Monday, March 14, 2016

Towards a biodiversity knowledge graph

TL;DR; In order to build a usable biodiversity knowledge graph we should adopt JSON-LD for biodiversity data, develop reconciliation services to match entities to identifiers, and a use a mixture of document and graph databases to store and query the data. To bootstrap this project we can create wrappers around each biodiversity data provider, and a central cache that is both a document store and a simple graph database. This power of this approach should be showcased by applications that use the central cache to tackle specific problems, such as augmenting existing data.
Fig 1 full

I’ve thrown together some notes on building a biodiversity knowledge graph, and in the interests of making it interactive it's in the form of a web page: http://bionames.org/~rpage/towards-knowledge-graph/. There are buttons to click that display live data, and I hope to dd more examples as I flesh out the ideas. I'm hoping to have a fully-functioning live demo that can be used to explore the notion of a knowledge graph and demonstrate what we can do with it. It will be pretty obvious that this is all a bit crude, but my goal is to try and sketch out a fully-functioning system that can create and query the graph, and support interesting applications.

Thursday, March 03, 2016

Cisco Pit Stop: Digitising the Natural History Museum’s collections

Last week (25-26 February) I was in London for CISCO Pit Stop event. Thursday evening was at the Natural History Museum where I gave a talk extolling the virtues of linking stuff together:

My slides are here:

Friday we assembled at the Digital Catapult Centre, which as Sandy Knapp notes, has some amazing views from it's 9th floor.
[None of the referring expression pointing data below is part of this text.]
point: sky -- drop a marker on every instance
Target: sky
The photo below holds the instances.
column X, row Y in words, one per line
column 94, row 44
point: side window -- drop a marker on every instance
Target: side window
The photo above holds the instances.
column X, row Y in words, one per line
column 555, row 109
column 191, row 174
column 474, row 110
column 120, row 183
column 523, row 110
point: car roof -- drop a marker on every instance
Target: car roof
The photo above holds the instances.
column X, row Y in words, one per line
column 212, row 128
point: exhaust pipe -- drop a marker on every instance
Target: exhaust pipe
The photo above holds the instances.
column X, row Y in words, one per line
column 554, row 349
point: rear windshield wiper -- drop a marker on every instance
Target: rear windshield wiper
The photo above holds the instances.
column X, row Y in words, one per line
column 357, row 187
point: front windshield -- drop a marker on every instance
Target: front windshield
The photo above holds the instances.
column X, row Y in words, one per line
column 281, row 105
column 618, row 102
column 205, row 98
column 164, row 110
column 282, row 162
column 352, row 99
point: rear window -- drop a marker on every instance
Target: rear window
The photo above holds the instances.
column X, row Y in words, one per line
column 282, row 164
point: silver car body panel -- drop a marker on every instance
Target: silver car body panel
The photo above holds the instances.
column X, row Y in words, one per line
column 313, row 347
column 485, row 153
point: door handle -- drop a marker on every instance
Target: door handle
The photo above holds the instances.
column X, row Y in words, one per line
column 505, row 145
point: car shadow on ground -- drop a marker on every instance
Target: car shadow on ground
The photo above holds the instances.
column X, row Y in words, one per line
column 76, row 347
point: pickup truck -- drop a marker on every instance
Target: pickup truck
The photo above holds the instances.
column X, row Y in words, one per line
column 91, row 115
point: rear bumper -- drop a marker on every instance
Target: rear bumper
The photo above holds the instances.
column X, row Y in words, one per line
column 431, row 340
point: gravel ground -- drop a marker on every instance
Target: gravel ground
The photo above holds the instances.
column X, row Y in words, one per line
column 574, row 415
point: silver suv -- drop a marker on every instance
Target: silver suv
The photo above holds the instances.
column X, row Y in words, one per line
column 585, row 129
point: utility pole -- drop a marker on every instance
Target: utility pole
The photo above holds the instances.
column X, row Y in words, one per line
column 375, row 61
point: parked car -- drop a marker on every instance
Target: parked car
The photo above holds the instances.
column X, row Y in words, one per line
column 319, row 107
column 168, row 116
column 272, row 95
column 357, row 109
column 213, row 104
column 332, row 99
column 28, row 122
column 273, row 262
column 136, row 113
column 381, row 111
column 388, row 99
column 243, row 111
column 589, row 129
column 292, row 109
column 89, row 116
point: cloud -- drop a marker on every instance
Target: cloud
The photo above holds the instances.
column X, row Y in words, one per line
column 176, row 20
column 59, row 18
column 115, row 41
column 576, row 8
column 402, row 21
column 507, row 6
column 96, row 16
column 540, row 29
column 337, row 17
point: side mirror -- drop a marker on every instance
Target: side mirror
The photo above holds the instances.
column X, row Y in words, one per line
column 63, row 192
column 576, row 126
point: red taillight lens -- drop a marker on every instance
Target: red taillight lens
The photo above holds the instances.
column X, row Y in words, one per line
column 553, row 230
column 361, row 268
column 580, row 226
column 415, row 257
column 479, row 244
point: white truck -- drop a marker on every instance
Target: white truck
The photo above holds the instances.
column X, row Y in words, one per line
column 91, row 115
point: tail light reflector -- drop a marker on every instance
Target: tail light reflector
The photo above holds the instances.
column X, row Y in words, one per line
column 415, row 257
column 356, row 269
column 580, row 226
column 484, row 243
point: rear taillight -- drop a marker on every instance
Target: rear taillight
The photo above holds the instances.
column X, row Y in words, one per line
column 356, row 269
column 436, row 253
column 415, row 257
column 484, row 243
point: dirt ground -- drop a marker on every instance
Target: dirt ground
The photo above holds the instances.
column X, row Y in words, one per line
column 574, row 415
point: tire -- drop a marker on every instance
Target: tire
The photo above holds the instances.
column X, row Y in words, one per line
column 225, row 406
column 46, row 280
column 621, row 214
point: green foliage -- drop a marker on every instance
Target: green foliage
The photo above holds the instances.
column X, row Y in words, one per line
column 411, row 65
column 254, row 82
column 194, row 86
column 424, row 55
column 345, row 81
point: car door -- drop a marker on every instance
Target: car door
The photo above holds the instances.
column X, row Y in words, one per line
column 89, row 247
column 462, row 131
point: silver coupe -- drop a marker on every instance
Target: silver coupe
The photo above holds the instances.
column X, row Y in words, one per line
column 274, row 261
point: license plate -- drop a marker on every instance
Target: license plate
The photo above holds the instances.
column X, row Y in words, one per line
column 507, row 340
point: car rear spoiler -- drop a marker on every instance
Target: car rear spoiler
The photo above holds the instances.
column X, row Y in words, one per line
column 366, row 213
A group of experts (loosely defined, at least, if they include me in that category) and small businesses (with backgrounds in digitisation, text-mining, publishing, etc.) got together to try and come up with workable ideas where we could marry issues in digitisation and subsequent use of that data with tools and markets. A fascinating experience, although I'm not yet sure what the outcome will be. But it's always useful talking (and listening) to people with very different backgrounds and notions of what matters (and what is possible).

iSpecies meets TreeBASE

I'm continuing to play with the new version of iSpecies, seeing just how far one can get by simply grabbing JSON from various sources and mashing them up. Since the Open Tree of Life is pretty unresolved ("OMG it's full of stars") I've started to grab trees from TreeBASE and add those. Sadly TreeBASE is showing it's age and doesn't have a JSON API, so I had to break my rule of only using HTML and Javascript in iSpecies and I had to write some PHP wrappers to talk to TreeBASE. Now, when you search for a genus or species you may see a list of studies from TreeBASE, and a popup menu where you can select a tree to view.

Below is a example (searching for the plant genus Fitzalania). Ispecies treebase

This example shows one reason phylogenies are useful. Although GBIF (which supplies the data for the map) recognises Fitzalania, a recent study in TreeBASE shows that this renders Meiogyne paraphyletic, and so moves the Fitzalania to Meiogyne. Hence GBIF's taxonomy is somewhat behind the current state of knowledge about these plants.

The paper merging these two genra (doi:10.1600/036364414x680825) also shows up in the CrossRef results. Unfortunately TreeBASE doesn't have the DOI for the paper, so linking these two results (the TreeBASE study and the corresponding paper) will require some work. This is another reason why I'm playing with iSpecies: I want to see how many identifiers we can uncover to connect results from different sources, and how many cross links we need to add before it all comes together in a nice linked graph of data.